Graduated licensing

Prime Minister calls for Department for Transport to look into graduated licensing systems

Prime Minister Theresa May has called for the Department of Transport to look into introducing graduated driving licences (GDLs) for young drivers in a bid to tackle high accident rates among 17-24 year olds.

The announcement comes after Jenny Chapman, MP for Darlington, challenged May during Prime Ministers Questions. Chapman asked if a graduated licence system would be introduced in light of figures illustrating that a quarter of new drivers are involved in and accident within two years of passing their test. Chapman also highlighted that 400 deaths or serious injuries on UK roads annually involve new drivers.

Research previously conducted by Transport Research Laboratories (TRL) commissioned by the DfT, has indicated that GDLs could be highly beneficial, saving 4,471 casualties and £224 million each year.

This research suggested that a new training regime for learner drivers could be beneficial. It recommends 100 hours of supervised daytime and 20 hour of night-time driving before current theory and practical tests could be taken. The study also recommended a 12-month probationary period for new motorists following successful driving tests.

GDLs for young drivers are already successfully in place in various countries. These schemes involve restrictions on new licence holders such as limits on the number and age of passengers the licence holder can carry, the hours of the day they can drive and requirements to be accompanied by a more experienced driver.

The RAC say that the introduction of would be a positive step towards improving road safety and one that they would welcome greatly. Pete Williams, RAC road safety spokesman, said “The RAC has been calling for a reform of driving education for young people and the introduction of graduated driving licences with a minimum supervised learning period and restrictions on the number of passengers permitted in the car so this is a very positive step towards preventing the loss of young lives on our roads.”

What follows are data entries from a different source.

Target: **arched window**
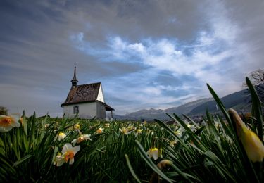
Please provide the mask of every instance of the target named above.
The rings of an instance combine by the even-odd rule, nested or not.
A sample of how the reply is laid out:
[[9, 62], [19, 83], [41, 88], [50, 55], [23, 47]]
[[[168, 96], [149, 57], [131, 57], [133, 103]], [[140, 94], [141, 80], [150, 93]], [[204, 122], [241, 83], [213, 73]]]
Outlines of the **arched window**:
[[75, 106], [73, 107], [73, 113], [76, 114], [77, 113], [79, 113], [79, 106]]

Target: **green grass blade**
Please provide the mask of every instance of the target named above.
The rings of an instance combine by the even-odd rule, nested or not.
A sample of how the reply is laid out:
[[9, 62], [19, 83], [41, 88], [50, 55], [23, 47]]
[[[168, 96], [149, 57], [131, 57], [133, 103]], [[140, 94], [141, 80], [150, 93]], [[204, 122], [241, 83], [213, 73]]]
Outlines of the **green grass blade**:
[[137, 182], [140, 183], [141, 182], [139, 180], [139, 179], [137, 177], [137, 175], [134, 173], [133, 168], [131, 165], [131, 163], [130, 163], [130, 158], [128, 158], [128, 156], [127, 154], [125, 154], [125, 160], [127, 161], [127, 164], [128, 168], [130, 170], [131, 174], [132, 175], [132, 176], [134, 178], [134, 179]]
[[249, 87], [250, 93], [251, 94], [251, 100], [252, 100], [252, 106], [253, 108], [253, 111], [255, 113], [255, 118], [257, 119], [257, 129], [258, 129], [258, 135], [260, 140], [263, 141], [263, 114], [261, 110], [261, 102], [257, 94], [257, 92], [255, 89], [254, 86], [252, 84], [252, 82], [250, 81], [249, 77], [246, 77], [246, 85]]
[[161, 172], [161, 170], [148, 157], [148, 156], [146, 154], [145, 150], [143, 149], [143, 147], [140, 144], [139, 141], [136, 140], [135, 142], [136, 142], [136, 145], [137, 146], [137, 149], [139, 151], [139, 153], [140, 153], [142, 157], [145, 160], [145, 162], [149, 165], [149, 167], [155, 172], [156, 172], [158, 175], [160, 175], [162, 178], [167, 180], [168, 182], [172, 182], [172, 181], [170, 179], [169, 179], [165, 174], [163, 174], [163, 172]]

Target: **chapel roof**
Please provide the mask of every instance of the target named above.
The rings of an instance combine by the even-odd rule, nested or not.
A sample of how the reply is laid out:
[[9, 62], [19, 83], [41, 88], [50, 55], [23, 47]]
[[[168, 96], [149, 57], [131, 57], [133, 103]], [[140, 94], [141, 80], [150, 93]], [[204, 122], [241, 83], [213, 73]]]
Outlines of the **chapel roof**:
[[96, 101], [101, 82], [77, 85], [71, 87], [67, 99], [61, 107], [70, 104]]

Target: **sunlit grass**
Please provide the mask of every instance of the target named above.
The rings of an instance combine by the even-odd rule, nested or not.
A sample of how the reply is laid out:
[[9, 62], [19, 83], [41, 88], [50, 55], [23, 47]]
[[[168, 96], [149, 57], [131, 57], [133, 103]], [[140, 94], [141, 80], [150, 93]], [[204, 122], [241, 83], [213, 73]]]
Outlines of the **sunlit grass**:
[[[24, 113], [20, 125], [0, 133], [0, 181], [262, 182], [263, 104], [246, 82], [252, 111], [246, 122], [209, 85], [221, 113], [207, 113], [201, 125], [176, 114], [170, 115], [175, 123], [166, 125]], [[239, 136], [238, 120], [256, 134], [253, 139]], [[256, 138], [258, 153], [251, 156], [258, 156], [253, 159], [247, 148]]]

The RAC also urge for more education for young drivers as well as increasing the restrictions on new motorists in the first two years. Williams added, “The RAC’s Report on Motoring showed that 35% of young drivers felt the standard driving test does not cover all the skills required to cope with the demands of driving today, so clearly we should be exploring how to improve the learning experience.”

Williams also suggested that restrictions would also benefit younger drivers by helping lower insurance premiums and bringing the cost of getting on the road down significantly.